Long-acting insulin should be continued during the initial management of DKA. This includes insulin Levemir and Lantus.

Note- This avoids rebound hyperglycemia when IV insulin is stopped. This only applies to long acting insulin.

34
Q

Do priming doses of insulin need to be given in DKA?

A

No- the fixed rate insulin infusion is started at a rate of 0.1units/hr

35
Q

What are some serious complications of DKA, outline how they can be prevented/risk reduced?

A

Hypokalaemia and Hyperkalaemia- Careful cardiac monitoring and monitoring of serum potassium via VBGs.

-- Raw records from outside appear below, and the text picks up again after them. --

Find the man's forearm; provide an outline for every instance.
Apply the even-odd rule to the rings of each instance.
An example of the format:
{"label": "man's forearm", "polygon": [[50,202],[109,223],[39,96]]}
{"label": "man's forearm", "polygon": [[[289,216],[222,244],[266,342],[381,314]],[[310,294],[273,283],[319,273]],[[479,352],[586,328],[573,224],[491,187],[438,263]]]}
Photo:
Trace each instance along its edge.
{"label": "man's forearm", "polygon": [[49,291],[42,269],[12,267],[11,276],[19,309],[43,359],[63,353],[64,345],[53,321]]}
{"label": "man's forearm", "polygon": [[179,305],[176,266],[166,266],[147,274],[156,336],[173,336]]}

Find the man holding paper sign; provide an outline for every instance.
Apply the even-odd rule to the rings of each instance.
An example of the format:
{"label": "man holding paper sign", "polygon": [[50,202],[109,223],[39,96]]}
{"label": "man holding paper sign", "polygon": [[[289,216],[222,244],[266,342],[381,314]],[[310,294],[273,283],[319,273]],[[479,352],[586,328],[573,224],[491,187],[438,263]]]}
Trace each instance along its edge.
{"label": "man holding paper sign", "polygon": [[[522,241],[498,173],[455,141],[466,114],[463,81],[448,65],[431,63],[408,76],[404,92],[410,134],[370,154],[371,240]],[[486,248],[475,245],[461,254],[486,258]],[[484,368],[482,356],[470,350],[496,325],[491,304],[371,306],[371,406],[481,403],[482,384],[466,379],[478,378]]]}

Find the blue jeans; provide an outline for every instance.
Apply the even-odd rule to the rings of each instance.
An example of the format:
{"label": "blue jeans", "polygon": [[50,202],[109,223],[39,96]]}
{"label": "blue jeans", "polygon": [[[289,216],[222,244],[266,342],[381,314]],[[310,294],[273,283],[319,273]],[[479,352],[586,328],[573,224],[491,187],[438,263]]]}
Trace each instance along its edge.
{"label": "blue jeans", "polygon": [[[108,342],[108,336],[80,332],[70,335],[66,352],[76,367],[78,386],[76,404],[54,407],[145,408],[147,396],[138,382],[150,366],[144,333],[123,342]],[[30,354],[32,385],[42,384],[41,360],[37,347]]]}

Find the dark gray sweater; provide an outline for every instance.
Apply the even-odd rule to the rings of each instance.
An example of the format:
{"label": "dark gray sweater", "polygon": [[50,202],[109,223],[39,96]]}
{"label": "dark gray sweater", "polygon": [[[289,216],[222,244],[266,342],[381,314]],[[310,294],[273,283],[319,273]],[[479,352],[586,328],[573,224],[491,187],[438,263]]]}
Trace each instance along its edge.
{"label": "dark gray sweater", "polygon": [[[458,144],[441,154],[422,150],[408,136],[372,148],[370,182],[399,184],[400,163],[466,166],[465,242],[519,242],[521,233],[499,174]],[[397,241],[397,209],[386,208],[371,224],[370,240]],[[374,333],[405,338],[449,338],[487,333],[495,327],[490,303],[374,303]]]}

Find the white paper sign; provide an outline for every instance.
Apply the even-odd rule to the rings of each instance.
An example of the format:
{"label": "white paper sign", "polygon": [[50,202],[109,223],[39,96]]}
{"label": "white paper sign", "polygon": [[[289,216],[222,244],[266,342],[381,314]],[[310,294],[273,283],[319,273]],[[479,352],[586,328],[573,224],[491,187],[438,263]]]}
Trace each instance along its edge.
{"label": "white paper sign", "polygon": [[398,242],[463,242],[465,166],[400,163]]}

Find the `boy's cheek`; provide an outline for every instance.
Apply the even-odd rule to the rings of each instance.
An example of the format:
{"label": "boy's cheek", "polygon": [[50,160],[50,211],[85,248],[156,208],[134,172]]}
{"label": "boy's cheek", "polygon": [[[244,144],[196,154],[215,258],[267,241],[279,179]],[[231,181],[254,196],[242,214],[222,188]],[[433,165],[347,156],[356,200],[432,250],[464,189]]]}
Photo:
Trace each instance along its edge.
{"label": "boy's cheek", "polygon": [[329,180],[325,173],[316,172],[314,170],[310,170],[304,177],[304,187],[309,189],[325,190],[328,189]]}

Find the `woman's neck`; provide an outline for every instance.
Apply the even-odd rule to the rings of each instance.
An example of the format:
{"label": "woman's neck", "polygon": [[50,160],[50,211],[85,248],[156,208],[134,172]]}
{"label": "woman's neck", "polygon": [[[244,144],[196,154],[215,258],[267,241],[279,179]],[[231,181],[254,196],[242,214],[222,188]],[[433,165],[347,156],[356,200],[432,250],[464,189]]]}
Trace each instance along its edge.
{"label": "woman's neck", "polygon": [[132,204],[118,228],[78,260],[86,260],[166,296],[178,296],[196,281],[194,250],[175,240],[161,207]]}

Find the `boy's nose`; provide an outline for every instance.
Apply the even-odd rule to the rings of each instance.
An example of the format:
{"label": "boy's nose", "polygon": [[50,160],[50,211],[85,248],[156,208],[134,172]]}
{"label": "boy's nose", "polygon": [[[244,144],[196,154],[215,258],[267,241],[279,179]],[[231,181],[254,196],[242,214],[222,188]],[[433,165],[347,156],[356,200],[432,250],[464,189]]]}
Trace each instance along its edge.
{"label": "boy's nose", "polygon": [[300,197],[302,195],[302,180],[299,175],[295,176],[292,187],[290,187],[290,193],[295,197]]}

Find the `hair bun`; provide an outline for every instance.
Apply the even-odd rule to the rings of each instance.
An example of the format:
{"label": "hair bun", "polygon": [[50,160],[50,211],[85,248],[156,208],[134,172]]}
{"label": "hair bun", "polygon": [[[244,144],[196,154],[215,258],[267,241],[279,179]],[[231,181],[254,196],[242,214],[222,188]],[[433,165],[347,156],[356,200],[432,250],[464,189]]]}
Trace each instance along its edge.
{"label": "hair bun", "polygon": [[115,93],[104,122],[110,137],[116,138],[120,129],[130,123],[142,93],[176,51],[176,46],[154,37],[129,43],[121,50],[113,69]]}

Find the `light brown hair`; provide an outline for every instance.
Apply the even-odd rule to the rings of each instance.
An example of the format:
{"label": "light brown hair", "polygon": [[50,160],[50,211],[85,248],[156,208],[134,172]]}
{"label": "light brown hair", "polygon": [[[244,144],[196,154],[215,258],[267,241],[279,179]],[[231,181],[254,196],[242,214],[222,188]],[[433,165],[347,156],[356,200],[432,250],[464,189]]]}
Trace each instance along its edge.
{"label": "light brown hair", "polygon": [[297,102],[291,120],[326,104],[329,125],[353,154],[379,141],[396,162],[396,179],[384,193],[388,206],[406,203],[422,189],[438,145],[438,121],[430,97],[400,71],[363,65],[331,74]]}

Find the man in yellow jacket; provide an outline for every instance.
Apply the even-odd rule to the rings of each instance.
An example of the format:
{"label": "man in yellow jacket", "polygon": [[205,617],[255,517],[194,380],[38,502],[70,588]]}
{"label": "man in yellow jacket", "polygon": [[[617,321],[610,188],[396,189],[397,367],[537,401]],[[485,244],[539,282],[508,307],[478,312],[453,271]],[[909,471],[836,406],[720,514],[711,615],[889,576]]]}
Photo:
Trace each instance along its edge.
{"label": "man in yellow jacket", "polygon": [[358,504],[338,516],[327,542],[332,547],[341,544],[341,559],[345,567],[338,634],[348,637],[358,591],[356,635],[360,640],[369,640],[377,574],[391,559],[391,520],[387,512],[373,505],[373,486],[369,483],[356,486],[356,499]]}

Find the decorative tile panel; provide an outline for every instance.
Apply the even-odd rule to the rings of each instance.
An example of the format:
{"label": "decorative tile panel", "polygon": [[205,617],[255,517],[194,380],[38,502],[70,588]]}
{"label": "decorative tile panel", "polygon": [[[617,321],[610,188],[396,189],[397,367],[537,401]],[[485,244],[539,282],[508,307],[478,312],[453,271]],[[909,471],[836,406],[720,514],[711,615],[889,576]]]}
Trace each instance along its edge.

If Serum K+ is between 3.5 - 5.0 add in 40mmol KCL per 1L bag being used for fluid replacement

Hypoglycaemia- once glucose falls below 14 add 10% dextrose needs to be started

Cerebral Oedema- more common in children and careful fluid replacement should be undertaken in young adults with DKA.

36
Q

If someone is hypotensive what should be included in their fluid management?

A

Remember DKA is a medical emergency and so requires an A to E approach. As for any hypotensive patient a fluid challenge should be done- 500ml stat of NaCl 0.9%. Once the blood pressure is stabilised the normal fluid replacement can be done.